# Separation Advice



## Anotherguy (20 Feb 2021)

Hi all

My marriage isn’t going great and despite exhausting all the options to save it appears we have reached the end.

We have had discussions and agree in principle to separate amicably with both children going to live with their mother.
I have a very close relationship with my children and I want to continue have a fair share of my parental responsibilities i.e. having them over agreed days, maintainance payments etc.

We bought a house 2 ½ years ago with the Help-To-Buy (HTB) scheme and apart from this financial commitment we have no other assets.
The HTB scheme stipulates at least one of the owners has to live in the property for 5 years after which period we can sell without needing to pay anything back to Revenue.  If the house is sold or rented within the 5 year period there is a "clawback" amount we have to pay back to Revenue.
Aside from the house we have agreed to clear the remaining debt of less than 5000 Euro soon as possible.
We have 2 children aged 8 & 13 and both work full time.
My mother lives with us and supports with every day chores, taking the children to school which also allows both of us to work full-time.
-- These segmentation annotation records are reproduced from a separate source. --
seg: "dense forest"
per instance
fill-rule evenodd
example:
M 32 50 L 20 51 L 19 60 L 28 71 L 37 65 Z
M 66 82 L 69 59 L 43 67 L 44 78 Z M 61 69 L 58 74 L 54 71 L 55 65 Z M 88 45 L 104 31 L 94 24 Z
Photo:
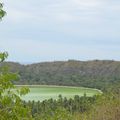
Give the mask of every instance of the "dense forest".
M 92 87 L 104 90 L 120 83 L 120 62 L 112 60 L 58 61 L 21 65 L 6 62 L 20 75 L 16 84 L 43 84 Z
M 5 15 L 2 8 L 0 3 L 0 19 Z M 21 65 L 4 62 L 7 57 L 7 52 L 0 52 L 0 120 L 120 120 L 120 62 L 69 60 Z M 20 81 L 16 81 L 18 77 Z M 21 96 L 29 89 L 18 89 L 14 83 L 85 86 L 104 91 L 92 97 L 84 94 L 66 99 L 59 95 L 58 100 L 26 102 Z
I understand that we have to complete an Affidavit of Means but beyond this point I don’t know which approach to consider for separation.

Looking at my situation (I think) the main sticking point is what to do with the house and what would be the best approach that it is fair to both parties? I have no problem with legally paying support to my children


Thanks for your time


----------



## Thirsty (20 Feb 2021)

I'm sorry for this trouble in your life; separation / divorce is very tough on everyone.

The Help to Buy conditions aren't really relevant just yet.

Settlements will vary as every family's situation is different. So the following is very much a general guidance. First and foremost in any settlement will be the welfare of the children.

Your children are still at primary/secondary school, so I would expect they will continue to live in the family home until the youngest child is 18 / 23 if in full time education. Often the settlement terms will include the requirement that the house is sold at that point & the proceeds divided.

Your wife will continue as their primary carer & so will also remain in the family home.

Where your mother will live is something you'll have to work out between you.

You will need to pay child maintenance, which is based on both parents income & outgoings. 

Given that your youngest child is 8 years old & therefore you could be looking at 15 years before the property might be sold; it would be worth considering if your wife could afford to buy out your share in 3 years time.

Two bits of advice at this point; lockdown has been incredibly tough on everyone. On the assumption that there is nothing untoward going on (violence / addiction etc) I would consider looking at marriage counselling if you can.

If you do decide to separate, then hasten slowly. Get the maintenance & access in place, focus on making your children feel secure. Leave the hare sit for a year.


----------



## Anotherguy (20 Feb 2021)

Hi Thirsty

Thank you for taking the time to advice. It is very helpful to me. I totally get your last point but it is getting to a point where perhaps separation is the only workable solution. All that said never say never.
There has never been any kinda of animosity or violence in the marriage and essentially is boiling down to the fact that we have grown into 2 different people.

As a general guide about the house does it mean that I have to pay a certain amount towards the mortgage until such time the terms of the house come to an end? I know this would be separate to child support.
As for my wife buying out my share in 3 years I am not sure that will be possible and if I was a betting man unlikely to be the case from a financial point of view.

Would there be an option of selling the house now if my wife is amenable to the idea, or is this not the case when underage children are involved? Please understand I am in no way looking for an easy way out here, just want to understand what are all the options if any?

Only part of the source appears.